A development of her 80s collections that incorporated the "mini-crini" (a short adaptation of a 19th century crinoline), Westwood's Cafe Society show used tassels, corsetry and crochet to turn her models into Elizabethan showgirls, prancing along to music hall orchestration in a subversive parody of historic feminine conventions. Some wore shoes with rubber vibrators protruding from the toes, a spoof on 15th century pointed-toe poulaines, some were in padded bustiers, some sported metal caged bustles; a brilliant medley of traditions that combined into, and satirised, the ultimate male fantasy.
The People
Starring Kate Moss, Yasmine le Bon and Naomi Campbell, the casting was a mid-90s extravaganza of supermodels at their peak. Swinging their tassled hips, tottering on their 15.5cm heels and interacting with each other in a farcically pornographic fashion, the models fed each other (and the audience) melting ice creams and licked their lips provocatively.
The Impact
In 1994, the Daily Mail's front page decreed that Vivienne Westwood's On Liberty collection "dragged haute couture to a new low," calling Carla Bruni a "cheap tart" and saying that Kate Moss appeared like a "child prostitute." Her subsequent – and even more explicit – Cafe Society collection demonstrates that Westwood revelled in this (deeply ironic) conservative condemnation, later explaining that her mid-90s collections were "very confrontational somehow. It's for someone who's a very strong character."

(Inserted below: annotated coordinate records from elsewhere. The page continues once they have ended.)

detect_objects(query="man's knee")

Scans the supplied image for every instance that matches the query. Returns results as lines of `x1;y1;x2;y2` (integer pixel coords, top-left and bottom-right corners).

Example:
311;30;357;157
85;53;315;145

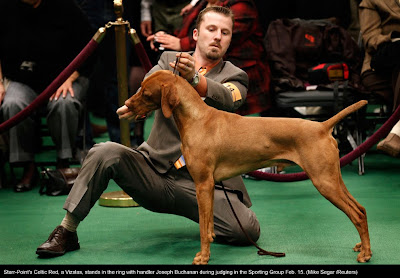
225;215;260;245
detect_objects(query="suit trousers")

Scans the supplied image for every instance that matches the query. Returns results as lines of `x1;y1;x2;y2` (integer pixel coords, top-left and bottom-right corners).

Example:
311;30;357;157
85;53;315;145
0;77;89;163
64;142;260;245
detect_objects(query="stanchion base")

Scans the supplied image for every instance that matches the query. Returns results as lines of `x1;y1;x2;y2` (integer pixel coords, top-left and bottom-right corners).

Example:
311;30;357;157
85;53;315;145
99;191;140;207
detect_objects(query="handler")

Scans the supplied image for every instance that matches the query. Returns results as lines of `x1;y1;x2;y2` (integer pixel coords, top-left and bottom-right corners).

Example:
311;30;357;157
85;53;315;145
36;7;260;257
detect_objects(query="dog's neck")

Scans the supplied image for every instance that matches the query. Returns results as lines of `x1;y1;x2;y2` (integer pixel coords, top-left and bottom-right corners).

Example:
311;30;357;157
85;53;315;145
173;82;210;130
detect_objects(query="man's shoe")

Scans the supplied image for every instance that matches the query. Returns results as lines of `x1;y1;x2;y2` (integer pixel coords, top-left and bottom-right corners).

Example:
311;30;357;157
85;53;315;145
36;226;80;257
376;133;400;157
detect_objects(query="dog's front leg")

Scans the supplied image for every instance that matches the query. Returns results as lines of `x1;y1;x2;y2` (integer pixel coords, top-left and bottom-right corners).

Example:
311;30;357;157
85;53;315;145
193;178;214;265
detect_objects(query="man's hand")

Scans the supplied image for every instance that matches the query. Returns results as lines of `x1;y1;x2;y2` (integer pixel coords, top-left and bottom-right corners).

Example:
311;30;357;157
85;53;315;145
50;79;75;101
50;71;79;101
169;52;196;82
117;105;135;121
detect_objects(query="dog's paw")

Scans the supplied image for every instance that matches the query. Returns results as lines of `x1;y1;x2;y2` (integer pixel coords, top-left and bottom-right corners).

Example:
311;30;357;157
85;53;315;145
357;251;372;263
353;242;362;252
192;251;210;265
208;233;215;243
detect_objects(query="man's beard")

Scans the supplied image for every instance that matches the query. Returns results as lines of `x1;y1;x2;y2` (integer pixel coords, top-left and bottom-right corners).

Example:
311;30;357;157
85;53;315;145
206;50;222;61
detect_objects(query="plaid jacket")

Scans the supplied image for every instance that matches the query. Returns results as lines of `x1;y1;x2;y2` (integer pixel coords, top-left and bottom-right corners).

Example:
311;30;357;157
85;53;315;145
175;0;271;115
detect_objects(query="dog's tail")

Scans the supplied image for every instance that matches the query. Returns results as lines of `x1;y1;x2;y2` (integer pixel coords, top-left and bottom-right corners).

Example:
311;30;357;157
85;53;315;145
323;100;368;128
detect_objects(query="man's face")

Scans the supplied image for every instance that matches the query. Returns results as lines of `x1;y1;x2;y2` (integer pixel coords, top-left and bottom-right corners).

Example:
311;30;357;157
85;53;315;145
193;12;233;60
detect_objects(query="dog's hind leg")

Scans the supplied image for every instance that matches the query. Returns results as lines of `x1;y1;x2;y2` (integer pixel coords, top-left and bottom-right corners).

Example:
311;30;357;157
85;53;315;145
307;161;372;262
193;177;215;265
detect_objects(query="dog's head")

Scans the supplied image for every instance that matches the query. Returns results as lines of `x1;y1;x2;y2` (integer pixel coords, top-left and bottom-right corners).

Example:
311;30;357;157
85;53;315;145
125;70;179;120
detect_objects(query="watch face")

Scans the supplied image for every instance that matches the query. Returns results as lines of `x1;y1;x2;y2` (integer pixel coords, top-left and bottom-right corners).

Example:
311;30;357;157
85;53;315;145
190;73;200;86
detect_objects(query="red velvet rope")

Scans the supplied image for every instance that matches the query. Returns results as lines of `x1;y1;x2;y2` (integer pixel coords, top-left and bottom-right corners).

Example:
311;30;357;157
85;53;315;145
248;106;400;182
0;39;98;133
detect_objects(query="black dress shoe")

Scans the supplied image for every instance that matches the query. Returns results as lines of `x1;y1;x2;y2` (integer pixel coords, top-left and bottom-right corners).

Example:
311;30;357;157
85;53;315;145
36;226;80;257
14;170;39;192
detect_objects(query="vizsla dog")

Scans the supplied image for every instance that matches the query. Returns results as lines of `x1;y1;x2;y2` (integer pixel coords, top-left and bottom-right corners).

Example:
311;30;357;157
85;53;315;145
125;70;372;264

Westwood's subversion of the conventions of oppression, exploiting them into modes of empowerment, is something that has provoked a legacy that can be seen throughout contemporary fashion collections. Meadham Kirchhoff's S/S13 show appropriated the same traditions of tailoring and powdering, and their S/S15 collection (featuring ruffles galore and tassled tampon decorations) was a direct homage, as expressed in the accompanying shownotes: "It would be wrong of me to not acknowledge the obvious and undeniable influence that Dame Westwood has had on this collection. Forever indebted to yr genius."